Kesepakatan di buat dengan di tandatangani oleh Kapolda Metro Jaya, Irjen Firman Gani, anggota DPR, Effendi Simbolon serta perwakilan tokoh muslim dan kristen.
Pertemuan untuk mencapai kesepakatan berlangsung 2 jam dari pukul 11.00 - 13.00 di Jababeka.
Di samping itu, kesepakatan memuat tak akan dilakukan pembongkaran terhadap rumah yang dijadikan tempat beribadah HKBP di jalan Melati Raya Ujung, Jati Mulya, kecamatan Tambun Selatan. Disamping itu, pemerintah Bekasi bersama tokoh agama akan mencari tempat beribadah pengganti bagi umat nasrani yang memenuhi persyaratan agar mendapat izin.
Kesepakatan digagas setelah selama kurang dari seminggu muncul permintaan sekelompok orang warga Jati Mulya kepada jemaah HKBP untuk menghentikan aksi menjadikan rumah sebagai tempat ibadah. Lantaran larangan warga ini, maka pada pukul 09.00, jemaah melakukan ibadah di jalanan selama 15 menit. Ibadah pun dilakukan dengan pengawalan brimob dan pengendali massa.
Warga menolak tudingan menghentikan proses ibadah. "Kami bukannya melarang ibadah, namun meminta agar tempat ibadah mendapat izin,"ujar Fauzi,, warga setempat. Warga mengecam agar rumah yang dijadikan tempat peribadatan itu dihentikan karena tak mendapat izin. Rumah yang dijadikan tempat ibadah berlangsung sejak tahun 1993. Pada 16 September 1993, berdasarkan surat Bupati Bekasi menolak pembangunan Gereja.

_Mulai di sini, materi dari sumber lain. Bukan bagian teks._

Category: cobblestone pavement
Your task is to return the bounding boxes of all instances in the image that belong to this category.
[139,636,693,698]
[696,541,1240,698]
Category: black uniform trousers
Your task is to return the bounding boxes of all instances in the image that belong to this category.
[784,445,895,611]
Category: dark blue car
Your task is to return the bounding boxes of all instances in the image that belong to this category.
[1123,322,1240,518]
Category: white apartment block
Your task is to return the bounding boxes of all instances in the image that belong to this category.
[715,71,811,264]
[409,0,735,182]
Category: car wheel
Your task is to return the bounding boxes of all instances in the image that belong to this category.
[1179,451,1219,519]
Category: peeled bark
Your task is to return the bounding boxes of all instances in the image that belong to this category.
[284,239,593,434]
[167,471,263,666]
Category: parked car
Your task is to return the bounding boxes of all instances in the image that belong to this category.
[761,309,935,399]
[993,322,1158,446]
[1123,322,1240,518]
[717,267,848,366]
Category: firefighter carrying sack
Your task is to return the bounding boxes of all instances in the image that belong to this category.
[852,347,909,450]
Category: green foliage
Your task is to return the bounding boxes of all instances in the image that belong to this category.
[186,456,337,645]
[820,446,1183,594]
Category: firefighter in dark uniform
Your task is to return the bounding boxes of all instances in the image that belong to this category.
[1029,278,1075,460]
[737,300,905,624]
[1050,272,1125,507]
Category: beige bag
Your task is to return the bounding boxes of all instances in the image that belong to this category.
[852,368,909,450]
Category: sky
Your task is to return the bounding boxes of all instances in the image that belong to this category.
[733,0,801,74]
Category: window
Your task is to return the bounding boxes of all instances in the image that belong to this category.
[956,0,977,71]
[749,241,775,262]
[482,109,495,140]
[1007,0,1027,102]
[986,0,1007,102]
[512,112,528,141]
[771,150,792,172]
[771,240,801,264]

Penolakan serupa juga datang dari Camat Tambun Selatan waktu itu, Jalil Muchtar. Alasan penolakan, karena tidak diizinkan karena pembangunan tidak mendapat dukungan dari masyarakat sekitarnya. Selain itu di dekat rumah ibadah yang dipimpin pendeta Ana, tengah dibangun masjid dan madrasah Tharik bin Ziyad. "Kenapa tidak hidup berdampingan saja?" kata Sekretaris Jenderal Garda Kemerdekaan Hussein Hashem.